とにかく人物の描き分けが大変だったのではないかと・・・登場する女性が多くて、髪型も服装も同じで、顔に特徴を持たせなくてはいけない。しかも「そっくりだ」とされる桐壷・藤壺・紫の上3人は頻繁に登場するので、本当に大変だったのではと苦労がしのばれます。十二単を描くのは楽しいかもだけど気が遠くなる作業と思いますし。いやでも、さすが大御所、見事に描き切っておられます。
よく考えると酷い話なんです。フィクションとはいえ、天皇家のスキャンダルともいえる話。一般の恋愛と考えても酷いなと思ったり。でも、恋愛すると非常識も気にならなくなるから、仕方ないのかも。キレイなだけじゃない、さまざまな恋愛の形を、つぎつぎ繰り出してくる源氏・・というか紫式部の手腕には脱帽です。

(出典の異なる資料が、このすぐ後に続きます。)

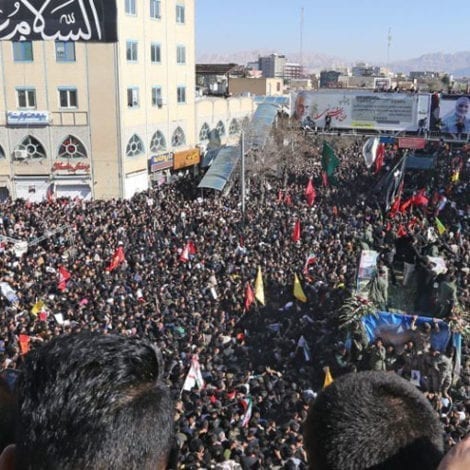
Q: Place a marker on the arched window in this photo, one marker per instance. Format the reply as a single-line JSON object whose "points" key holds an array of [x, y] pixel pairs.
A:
{"points": [[135, 146], [71, 147], [178, 139], [204, 132], [234, 127], [158, 142], [220, 128], [29, 148]]}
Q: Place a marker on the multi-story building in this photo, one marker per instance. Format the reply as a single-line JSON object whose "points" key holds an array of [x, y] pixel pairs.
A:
{"points": [[90, 97], [292, 71], [272, 66]]}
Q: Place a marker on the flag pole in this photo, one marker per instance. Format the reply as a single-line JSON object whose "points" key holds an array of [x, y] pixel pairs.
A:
{"points": [[242, 148]]}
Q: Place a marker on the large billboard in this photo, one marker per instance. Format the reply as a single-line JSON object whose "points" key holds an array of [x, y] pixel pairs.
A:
{"points": [[452, 113], [352, 109], [58, 20]]}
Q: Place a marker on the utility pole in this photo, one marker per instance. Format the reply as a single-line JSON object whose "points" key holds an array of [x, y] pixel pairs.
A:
{"points": [[389, 43], [301, 41], [242, 149]]}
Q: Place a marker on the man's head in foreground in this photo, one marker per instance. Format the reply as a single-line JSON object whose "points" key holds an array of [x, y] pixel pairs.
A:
{"points": [[93, 401], [372, 420]]}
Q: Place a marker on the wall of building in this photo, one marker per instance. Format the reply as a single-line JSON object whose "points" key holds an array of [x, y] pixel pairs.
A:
{"points": [[256, 86], [231, 112]]}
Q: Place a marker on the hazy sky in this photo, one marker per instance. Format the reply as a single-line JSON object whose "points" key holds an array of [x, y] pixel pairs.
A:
{"points": [[349, 29]]}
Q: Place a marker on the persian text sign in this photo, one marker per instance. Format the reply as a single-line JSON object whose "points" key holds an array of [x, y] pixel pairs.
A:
{"points": [[186, 158], [58, 20], [27, 117]]}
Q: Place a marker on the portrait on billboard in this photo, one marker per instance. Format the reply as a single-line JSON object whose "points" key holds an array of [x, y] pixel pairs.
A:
{"points": [[58, 20], [303, 108], [457, 119]]}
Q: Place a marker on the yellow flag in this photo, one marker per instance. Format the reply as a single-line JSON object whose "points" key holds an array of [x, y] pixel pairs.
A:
{"points": [[328, 377], [298, 291], [37, 307], [440, 226], [259, 288]]}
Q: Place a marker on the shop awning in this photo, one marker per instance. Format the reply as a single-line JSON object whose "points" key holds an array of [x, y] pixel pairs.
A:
{"points": [[221, 168]]}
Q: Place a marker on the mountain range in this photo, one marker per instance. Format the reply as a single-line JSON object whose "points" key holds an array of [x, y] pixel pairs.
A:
{"points": [[457, 64]]}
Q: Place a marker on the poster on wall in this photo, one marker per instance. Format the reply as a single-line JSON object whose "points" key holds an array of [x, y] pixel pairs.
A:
{"points": [[361, 110], [454, 114], [58, 20]]}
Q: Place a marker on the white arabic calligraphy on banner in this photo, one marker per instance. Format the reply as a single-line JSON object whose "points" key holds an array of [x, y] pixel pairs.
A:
{"points": [[59, 20]]}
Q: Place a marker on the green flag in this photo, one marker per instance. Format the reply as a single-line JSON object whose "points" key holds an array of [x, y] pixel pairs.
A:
{"points": [[440, 226], [329, 160]]}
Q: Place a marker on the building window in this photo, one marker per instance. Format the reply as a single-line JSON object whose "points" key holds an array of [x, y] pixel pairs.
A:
{"points": [[71, 147], [26, 98], [158, 142], [29, 148], [155, 9], [68, 98], [178, 138], [23, 51], [204, 132], [180, 13], [135, 146], [180, 54], [157, 99], [220, 128], [131, 51], [155, 53], [133, 97], [234, 127], [181, 94], [65, 51], [129, 6]]}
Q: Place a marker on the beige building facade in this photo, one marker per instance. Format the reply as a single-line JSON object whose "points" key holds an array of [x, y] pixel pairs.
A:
{"points": [[256, 86], [87, 118]]}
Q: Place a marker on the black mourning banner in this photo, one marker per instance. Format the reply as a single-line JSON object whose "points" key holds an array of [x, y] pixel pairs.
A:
{"points": [[58, 20]]}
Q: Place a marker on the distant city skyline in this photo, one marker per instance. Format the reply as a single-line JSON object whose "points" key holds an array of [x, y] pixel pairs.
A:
{"points": [[352, 31]]}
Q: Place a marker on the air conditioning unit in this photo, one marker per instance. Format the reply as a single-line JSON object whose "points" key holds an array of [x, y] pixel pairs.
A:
{"points": [[20, 154], [202, 148]]}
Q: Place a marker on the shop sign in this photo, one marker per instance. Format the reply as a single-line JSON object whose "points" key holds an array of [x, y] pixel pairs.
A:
{"points": [[186, 158]]}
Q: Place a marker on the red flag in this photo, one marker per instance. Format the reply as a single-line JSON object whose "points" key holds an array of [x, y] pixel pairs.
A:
{"points": [[379, 159], [412, 223], [189, 249], [406, 204], [117, 259], [401, 231], [64, 276], [50, 194], [43, 316], [310, 192], [395, 206], [420, 199], [24, 343], [249, 296], [310, 260], [296, 232]]}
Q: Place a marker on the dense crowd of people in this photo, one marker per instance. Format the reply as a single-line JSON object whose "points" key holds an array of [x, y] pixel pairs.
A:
{"points": [[172, 265]]}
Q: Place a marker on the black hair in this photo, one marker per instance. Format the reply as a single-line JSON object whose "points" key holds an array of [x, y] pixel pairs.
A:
{"points": [[91, 400], [372, 420]]}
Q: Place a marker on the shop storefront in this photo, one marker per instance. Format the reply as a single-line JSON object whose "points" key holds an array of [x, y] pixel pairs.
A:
{"points": [[135, 183]]}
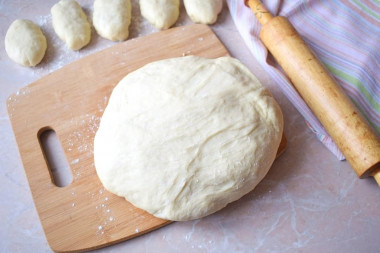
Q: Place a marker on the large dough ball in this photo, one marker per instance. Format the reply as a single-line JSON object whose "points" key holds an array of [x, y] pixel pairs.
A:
{"points": [[183, 137], [25, 43]]}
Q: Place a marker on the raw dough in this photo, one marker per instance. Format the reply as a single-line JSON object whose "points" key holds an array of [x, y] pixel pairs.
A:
{"points": [[70, 24], [161, 13], [112, 18], [183, 137], [203, 11], [25, 43]]}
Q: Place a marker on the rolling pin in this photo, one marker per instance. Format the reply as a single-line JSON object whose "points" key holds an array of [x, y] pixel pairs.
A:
{"points": [[352, 134]]}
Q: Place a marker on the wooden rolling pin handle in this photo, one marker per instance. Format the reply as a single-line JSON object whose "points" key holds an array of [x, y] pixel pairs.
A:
{"points": [[354, 137]]}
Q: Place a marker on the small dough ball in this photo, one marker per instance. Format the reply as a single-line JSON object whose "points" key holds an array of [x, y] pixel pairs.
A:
{"points": [[70, 24], [183, 137], [25, 43], [112, 18], [203, 11], [161, 13]]}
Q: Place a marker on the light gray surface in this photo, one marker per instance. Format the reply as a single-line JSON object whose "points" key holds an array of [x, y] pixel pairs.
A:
{"points": [[308, 202]]}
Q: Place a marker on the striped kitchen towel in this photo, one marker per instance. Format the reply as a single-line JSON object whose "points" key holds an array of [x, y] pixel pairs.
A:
{"points": [[345, 36]]}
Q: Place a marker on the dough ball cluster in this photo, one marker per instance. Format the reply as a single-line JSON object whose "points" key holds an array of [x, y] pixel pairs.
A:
{"points": [[26, 44]]}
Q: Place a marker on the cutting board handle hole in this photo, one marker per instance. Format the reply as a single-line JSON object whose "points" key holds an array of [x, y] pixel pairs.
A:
{"points": [[55, 157]]}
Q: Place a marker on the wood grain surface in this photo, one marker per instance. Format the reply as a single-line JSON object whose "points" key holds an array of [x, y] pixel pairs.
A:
{"points": [[70, 101]]}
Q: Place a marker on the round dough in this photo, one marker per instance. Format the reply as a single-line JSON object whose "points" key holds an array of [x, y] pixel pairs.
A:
{"points": [[70, 24], [162, 13], [183, 137], [112, 18], [203, 11], [25, 43]]}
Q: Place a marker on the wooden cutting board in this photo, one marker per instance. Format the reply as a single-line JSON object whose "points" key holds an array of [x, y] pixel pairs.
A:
{"points": [[70, 101]]}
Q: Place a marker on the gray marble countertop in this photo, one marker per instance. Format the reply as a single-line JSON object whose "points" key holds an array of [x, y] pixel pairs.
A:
{"points": [[308, 202]]}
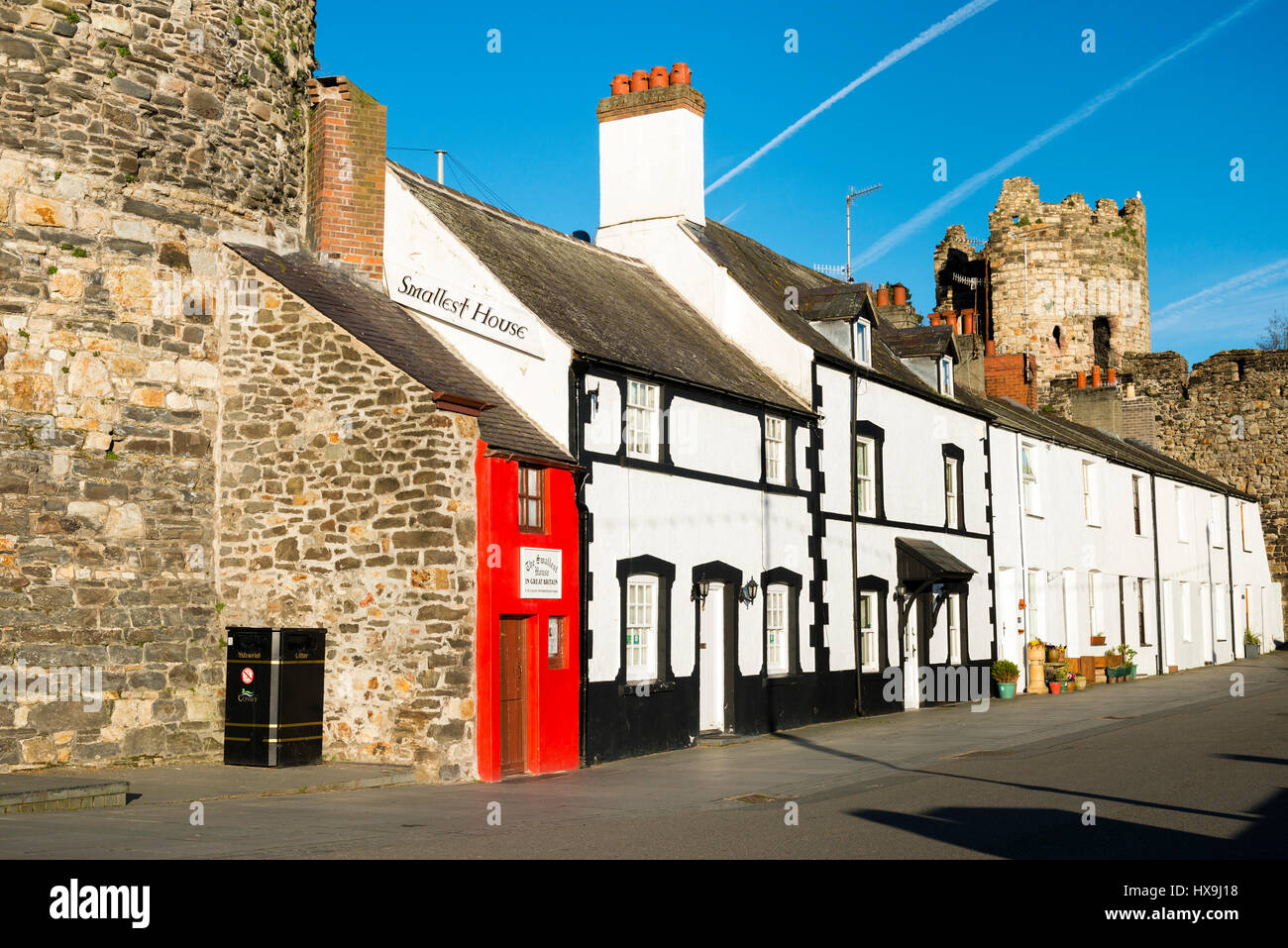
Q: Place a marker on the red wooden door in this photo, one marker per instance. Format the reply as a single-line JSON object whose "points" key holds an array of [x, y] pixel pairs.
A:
{"points": [[514, 695]]}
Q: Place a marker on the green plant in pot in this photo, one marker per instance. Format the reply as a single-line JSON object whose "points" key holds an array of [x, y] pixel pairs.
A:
{"points": [[1250, 644], [1006, 674], [1128, 661]]}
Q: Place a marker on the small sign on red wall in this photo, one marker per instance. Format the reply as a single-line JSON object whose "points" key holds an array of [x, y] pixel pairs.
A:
{"points": [[540, 574]]}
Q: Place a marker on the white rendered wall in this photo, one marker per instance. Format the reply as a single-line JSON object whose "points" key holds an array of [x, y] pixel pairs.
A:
{"points": [[651, 166]]}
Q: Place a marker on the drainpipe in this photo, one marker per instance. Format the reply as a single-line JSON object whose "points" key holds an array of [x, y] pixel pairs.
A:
{"points": [[992, 539], [854, 549], [1229, 563], [1024, 566], [1158, 579], [575, 385]]}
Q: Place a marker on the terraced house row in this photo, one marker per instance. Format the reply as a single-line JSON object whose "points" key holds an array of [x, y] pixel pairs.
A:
{"points": [[553, 501]]}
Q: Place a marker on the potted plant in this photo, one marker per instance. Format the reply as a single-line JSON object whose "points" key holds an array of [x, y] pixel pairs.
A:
{"points": [[1250, 644], [1128, 665], [1006, 675]]}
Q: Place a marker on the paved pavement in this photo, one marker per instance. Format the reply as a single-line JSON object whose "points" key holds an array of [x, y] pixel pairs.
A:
{"points": [[185, 782], [1173, 768]]}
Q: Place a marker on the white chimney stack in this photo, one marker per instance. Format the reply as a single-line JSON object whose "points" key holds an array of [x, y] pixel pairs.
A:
{"points": [[651, 149]]}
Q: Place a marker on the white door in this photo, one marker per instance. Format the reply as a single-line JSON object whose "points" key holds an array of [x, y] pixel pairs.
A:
{"points": [[911, 664], [711, 657]]}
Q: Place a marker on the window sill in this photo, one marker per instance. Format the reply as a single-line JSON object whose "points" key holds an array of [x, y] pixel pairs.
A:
{"points": [[785, 679], [652, 686]]}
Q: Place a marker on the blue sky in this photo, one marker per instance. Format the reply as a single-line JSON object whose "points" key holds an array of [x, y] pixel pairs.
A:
{"points": [[523, 120]]}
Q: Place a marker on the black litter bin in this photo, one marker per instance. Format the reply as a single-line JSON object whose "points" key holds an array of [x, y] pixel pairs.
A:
{"points": [[273, 708]]}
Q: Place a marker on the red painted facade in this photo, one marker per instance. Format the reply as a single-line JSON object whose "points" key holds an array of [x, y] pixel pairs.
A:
{"points": [[552, 693]]}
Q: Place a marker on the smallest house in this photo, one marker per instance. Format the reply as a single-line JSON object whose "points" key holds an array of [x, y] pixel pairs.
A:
{"points": [[349, 462]]}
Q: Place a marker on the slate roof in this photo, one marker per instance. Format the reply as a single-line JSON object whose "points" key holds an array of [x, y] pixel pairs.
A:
{"points": [[606, 307], [919, 342], [1129, 453], [838, 301], [402, 340], [765, 274]]}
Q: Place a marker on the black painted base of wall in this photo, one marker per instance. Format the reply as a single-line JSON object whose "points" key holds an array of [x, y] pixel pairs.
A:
{"points": [[625, 721]]}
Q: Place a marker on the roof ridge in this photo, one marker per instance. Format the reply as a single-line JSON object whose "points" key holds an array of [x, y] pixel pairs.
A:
{"points": [[462, 197], [771, 250]]}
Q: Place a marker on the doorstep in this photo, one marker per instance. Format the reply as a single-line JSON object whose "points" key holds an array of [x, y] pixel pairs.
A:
{"points": [[713, 738]]}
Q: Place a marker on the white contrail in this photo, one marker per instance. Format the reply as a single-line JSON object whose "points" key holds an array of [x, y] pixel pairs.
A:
{"points": [[975, 181], [732, 214], [1253, 279], [890, 59]]}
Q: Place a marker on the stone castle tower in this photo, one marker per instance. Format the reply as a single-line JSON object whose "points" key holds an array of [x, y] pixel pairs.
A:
{"points": [[1086, 279], [136, 138]]}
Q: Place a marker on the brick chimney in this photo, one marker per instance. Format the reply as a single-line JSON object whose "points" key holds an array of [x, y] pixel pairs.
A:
{"points": [[1008, 376], [651, 149], [347, 176]]}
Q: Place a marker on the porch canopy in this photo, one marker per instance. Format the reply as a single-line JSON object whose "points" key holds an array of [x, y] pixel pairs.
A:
{"points": [[927, 561]]}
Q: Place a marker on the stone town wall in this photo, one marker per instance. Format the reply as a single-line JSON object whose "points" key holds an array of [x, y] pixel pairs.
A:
{"points": [[133, 138], [347, 501], [1229, 417]]}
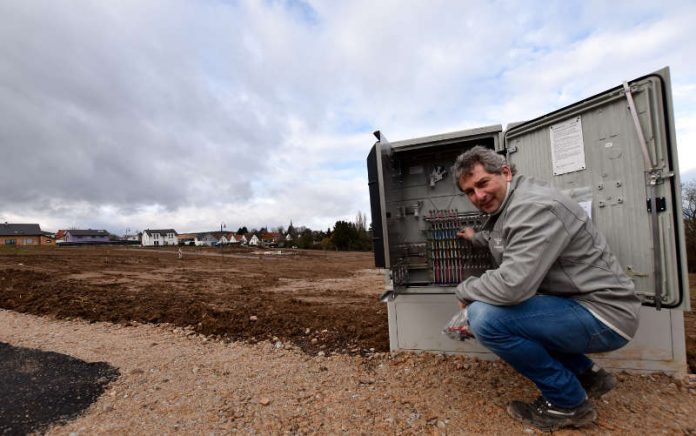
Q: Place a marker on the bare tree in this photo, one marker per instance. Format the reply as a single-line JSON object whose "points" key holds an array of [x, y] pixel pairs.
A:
{"points": [[361, 221], [689, 210]]}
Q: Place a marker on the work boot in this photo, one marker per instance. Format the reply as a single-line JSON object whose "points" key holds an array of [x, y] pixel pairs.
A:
{"points": [[597, 381], [547, 417]]}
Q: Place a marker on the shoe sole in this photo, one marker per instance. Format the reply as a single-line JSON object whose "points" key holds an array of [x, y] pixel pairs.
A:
{"points": [[578, 422], [600, 391]]}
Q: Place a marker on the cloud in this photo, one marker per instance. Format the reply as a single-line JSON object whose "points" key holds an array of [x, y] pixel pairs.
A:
{"points": [[187, 114]]}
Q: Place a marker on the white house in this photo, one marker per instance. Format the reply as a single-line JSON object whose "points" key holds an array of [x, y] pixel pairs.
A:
{"points": [[228, 238], [205, 239], [152, 238]]}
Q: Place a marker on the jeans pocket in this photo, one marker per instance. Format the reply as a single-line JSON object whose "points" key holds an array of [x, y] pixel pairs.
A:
{"points": [[605, 340]]}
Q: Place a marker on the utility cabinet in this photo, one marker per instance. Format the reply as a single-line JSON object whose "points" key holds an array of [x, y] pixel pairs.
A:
{"points": [[614, 153]]}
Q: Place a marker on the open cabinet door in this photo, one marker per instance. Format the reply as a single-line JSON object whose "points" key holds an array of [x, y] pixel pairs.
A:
{"points": [[615, 153]]}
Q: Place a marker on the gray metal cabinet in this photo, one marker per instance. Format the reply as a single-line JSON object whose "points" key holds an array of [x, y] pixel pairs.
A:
{"points": [[615, 153]]}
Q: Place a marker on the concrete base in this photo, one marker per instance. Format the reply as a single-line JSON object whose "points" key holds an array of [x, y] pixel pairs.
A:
{"points": [[416, 323]]}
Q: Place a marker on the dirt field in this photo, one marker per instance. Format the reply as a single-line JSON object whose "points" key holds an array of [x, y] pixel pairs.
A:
{"points": [[237, 295], [272, 343]]}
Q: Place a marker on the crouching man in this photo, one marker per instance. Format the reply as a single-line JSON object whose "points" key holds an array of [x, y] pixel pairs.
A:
{"points": [[558, 291]]}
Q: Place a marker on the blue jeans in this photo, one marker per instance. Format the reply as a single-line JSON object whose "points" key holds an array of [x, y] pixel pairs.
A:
{"points": [[545, 339]]}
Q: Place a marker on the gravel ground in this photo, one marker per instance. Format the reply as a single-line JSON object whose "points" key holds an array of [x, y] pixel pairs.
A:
{"points": [[176, 381]]}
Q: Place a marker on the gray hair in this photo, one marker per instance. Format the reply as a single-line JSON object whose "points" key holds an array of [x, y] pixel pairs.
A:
{"points": [[492, 162]]}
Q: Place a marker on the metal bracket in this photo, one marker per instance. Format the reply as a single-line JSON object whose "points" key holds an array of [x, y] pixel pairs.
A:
{"points": [[660, 202]]}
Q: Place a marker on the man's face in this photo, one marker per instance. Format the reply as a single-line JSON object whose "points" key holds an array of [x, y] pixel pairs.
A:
{"points": [[485, 190]]}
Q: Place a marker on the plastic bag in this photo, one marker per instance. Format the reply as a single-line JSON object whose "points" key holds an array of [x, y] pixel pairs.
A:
{"points": [[458, 327]]}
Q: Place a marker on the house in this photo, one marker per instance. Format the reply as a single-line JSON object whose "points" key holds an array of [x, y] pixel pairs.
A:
{"points": [[228, 238], [89, 236], [155, 238], [206, 240], [60, 236], [16, 235], [186, 238]]}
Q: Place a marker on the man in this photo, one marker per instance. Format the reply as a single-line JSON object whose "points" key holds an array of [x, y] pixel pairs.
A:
{"points": [[558, 291]]}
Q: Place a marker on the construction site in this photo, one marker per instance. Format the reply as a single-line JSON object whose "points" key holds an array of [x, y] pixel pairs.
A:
{"points": [[275, 341]]}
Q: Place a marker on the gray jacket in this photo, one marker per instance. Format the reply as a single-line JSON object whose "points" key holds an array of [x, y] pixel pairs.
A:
{"points": [[544, 243]]}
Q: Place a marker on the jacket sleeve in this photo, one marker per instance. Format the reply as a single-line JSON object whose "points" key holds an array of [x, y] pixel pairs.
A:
{"points": [[534, 236]]}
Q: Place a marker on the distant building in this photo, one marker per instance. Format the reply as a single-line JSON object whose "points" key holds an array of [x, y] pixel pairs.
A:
{"points": [[206, 239], [16, 235], [89, 236], [153, 238]]}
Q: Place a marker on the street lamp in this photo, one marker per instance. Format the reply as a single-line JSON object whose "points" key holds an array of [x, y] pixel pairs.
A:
{"points": [[222, 226]]}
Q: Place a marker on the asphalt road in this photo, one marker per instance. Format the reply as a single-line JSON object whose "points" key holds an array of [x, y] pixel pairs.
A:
{"points": [[39, 388]]}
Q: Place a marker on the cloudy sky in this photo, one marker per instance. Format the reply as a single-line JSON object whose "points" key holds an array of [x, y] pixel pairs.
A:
{"points": [[187, 114]]}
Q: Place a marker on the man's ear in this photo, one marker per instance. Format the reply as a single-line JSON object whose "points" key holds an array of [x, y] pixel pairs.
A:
{"points": [[507, 173]]}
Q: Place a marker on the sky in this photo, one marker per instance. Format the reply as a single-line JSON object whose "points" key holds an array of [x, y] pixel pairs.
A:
{"points": [[132, 115]]}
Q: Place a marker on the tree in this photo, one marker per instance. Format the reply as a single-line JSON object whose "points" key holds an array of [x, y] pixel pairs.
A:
{"points": [[689, 212], [361, 221]]}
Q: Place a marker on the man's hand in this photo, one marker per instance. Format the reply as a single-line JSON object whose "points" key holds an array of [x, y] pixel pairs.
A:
{"points": [[466, 233]]}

源氏は多くの女性と恋におちますが、本当に紫の上が一番だったのかな~と勘ぐってしまいます。本命は藤壺で、紫の上は身代わりだったとか。それどころか、当初は藤壺に母の面影を求めていたわけだから、本命と思う藤壺すらもフェイクで、実は究極のマザコンかと考えたり・・・いや待て。「桐壷に似てる藤壺と源氏も姉弟のように似てる」という設定ですから、もしかして源氏は自分が好きなんか?ナルちゃんですか?
こんなどうしようもない源氏ですが、とにかくイイ男でオシャレでイキなので、老若男女が彼のとりこに。もう、何をしても許されちゃうみたいです。それに縁をもった人を放っておけない優しさがあります。周りが放っておかないし、源氏もいちいち優しく答えているから、愛人たちの心境は複雑に。独り占めしたいタイプの六条御息所は耐えられず、自分から別れることを選んでしまってますね。
千年ちかく読みつがれる物語。千年たっても、恋の悩みは変わらず尽きないということなんでしょうか。
源氏が亡くなった後の、息子世代である薫や匂の宮になってからは少し華がない感じがします。やっぱり主人公源氏の魅力が欠かせないのかも。この終わりごろの話って、なかなか読めなくて「結局、どうなったんだろう」とぼんやりしてたんですが、漫画ではちゃんと読み切ることができてスッキリしました。源氏物語から派生した小説や漫画は非常に多いのですが、これが一番わかりやすかったです。おすすめ!